Le sans rendez-vous terminé

« Tous les établissements de Montréal ont écoulé leurs doses de vaccin d’AstraZeneca au courant des deux derniers jours pour la vaccination sans rendez-vous », ont annoncé les cinq CIUSSS ainsi que le Centre universitaire de santé McGill, dans un communiqué conjoint diffusé vendredi.

Ceux-ci rappellent néanmoins que les personnes qui se sont inscrites en ligne « pourront toujours se présenter à l’heure prévue de leur rendez-vous » dans les prochains jours. « Une dose leur est réservée », promet-on, invitant les gens à se présenter.

La décision a d’ailleurs été prise « en raison des doses réservées pour la population qui a pris un rendez-vous ». « Avec les rendez-vous confirmés dans la prochaine semaine, ce seront plus de 20 000 vaccins d’AstraZeneca qui auront été administrés dans la métropole », assurent les CIUSSS.

« Notre but, c’était vraiment d’éviter qu’il y ait des citoyens frustrés de ne pas pouvoir être vaccinés en se présentant sans rendez-vous ce week-end. On veut aussi éviter les goulots d’étranglement. Aujourd’hui, il y a des personnes qui se sont présentées qu’on ne pouvait pas vacciner, et on ne voulait pas que ça se reproduise en fin de semaine », a expliqué la porte-parole du CIUSSS Centre-Sud, Annie Dufour.

À savoir si le sans rendez-vous reprendra plus tard, Mme Dufour demeure prudente pour le moment. « On va faire le bilan en début de semaine. Pour l’instant, il n’y en aura plus au moins jusqu’à dimanche soir. La suite dépendra des quantités qu’on reçoit du Ministère, soulève-t-elle. La bonne nouvelle, c’est que ça a été tout un succès, et ça s’est bien passé partout. »

De son côté, le directeur général de l’Association des bannières et des chaînes de pharmacies du Québec (ABCPQ), Hugues Mousseau, rappelle néanmoins qu’à l’échelle du Québec, près de 300 pharmacies ont reçu des doses de vaccins d’AstraZeneca. « Quelques milliers de rendez-vous sont disponibles en pharmacie dans les jours à venir pour les personnes admissibles. Il s’agit de visiter le portail Clic Santé pour prendre rendez-vous », assure-t-il.

À l’extérieur du Grand Montréal, le sans rendez-vous se poursuit toutefois dans la plupart des régions. Notamment, le CISSS de la Montérégie-Est continuera d’offrir la vaccination avec AstraZeneca aux personnes de 45 ans et plus pendant tout le week-end, entre autres à Boucherville.

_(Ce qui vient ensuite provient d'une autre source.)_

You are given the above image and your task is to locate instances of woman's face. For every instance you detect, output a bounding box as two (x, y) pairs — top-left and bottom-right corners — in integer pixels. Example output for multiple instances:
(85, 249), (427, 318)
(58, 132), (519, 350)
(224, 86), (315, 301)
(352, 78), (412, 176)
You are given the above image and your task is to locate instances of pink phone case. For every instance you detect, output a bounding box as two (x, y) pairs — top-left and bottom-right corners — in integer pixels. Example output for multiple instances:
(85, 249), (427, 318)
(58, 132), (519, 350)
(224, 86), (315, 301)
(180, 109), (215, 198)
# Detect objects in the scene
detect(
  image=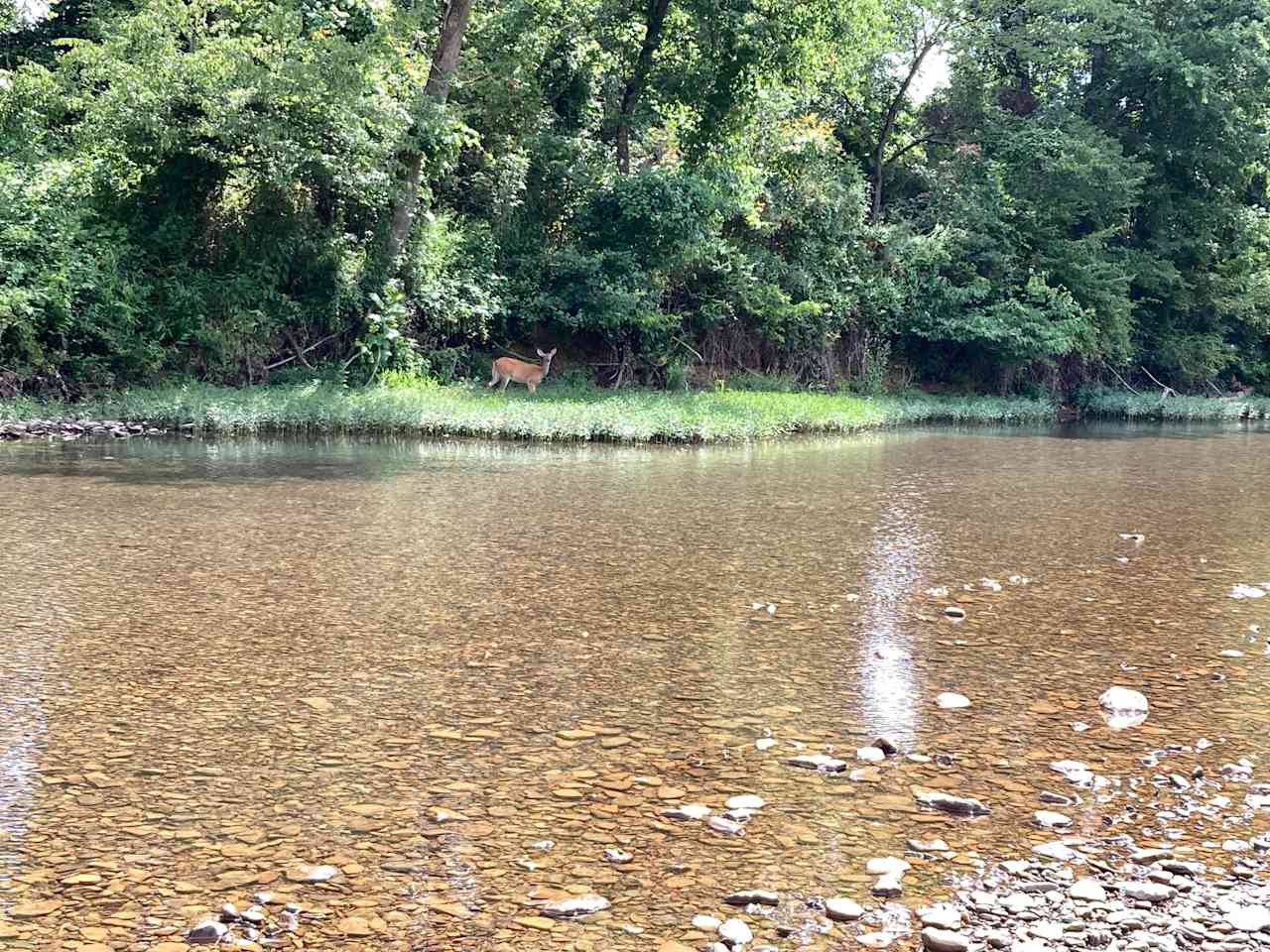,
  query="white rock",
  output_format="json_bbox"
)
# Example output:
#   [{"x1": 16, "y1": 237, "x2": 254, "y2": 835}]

Forte baisse des hospitalisations

Pendant ce temps, vendredi, on a recensé 27 hospitalisations de moins dans le réseau, pour un total de 684 personnes hospitalisées. De ce nombre, 172 se trouvent aux soins intensifs, deux de moins que la veille.

Le nombre de cas continue à diminuer rapidement. Le Québec en rapporte vendredi 1043 supplémentaires, ce qui porte la moyenne quotidienne calculée sur une semaine à 1230. La tendance a ainsi diminué de 21 % depuis une semaine.

Par contre, le Québec a déploré 15 nouveaux décès. Ceux-ci portent la moyenne à 11 par jour, ce qui est en hausse par rapport à la semaine dernière. La région de Québec est particulièrement éprouvée. Des 15 décès, 7 sont survenus dans la Capitale-Nationale et 3 dans Chaudière-Appalaches. On rapporte également 3 morts à Montréal et 2 en Outaouais.

La campagne de vaccination contre la COVID-19, elle, continue à un rythme accéléré. Pas moins de 90 225 doses ont été administrées jeudi, pour un total de 2,7 millions, ce qui constitue un nouveau sommet. Un peu plus de 30 % de la population a reçu au moins une première dose.

Mais si on tient compte seulement des 16 ans et plus, les seuls admissibles à la vaccination, le Québec devrait franchir ce samedi la moitié de son objectif d’offrir une première dose à 75 % d’entre eux. À noter : 45 261 personnes ont reçu deux doses à ce jour, soit 0,5 % de la population.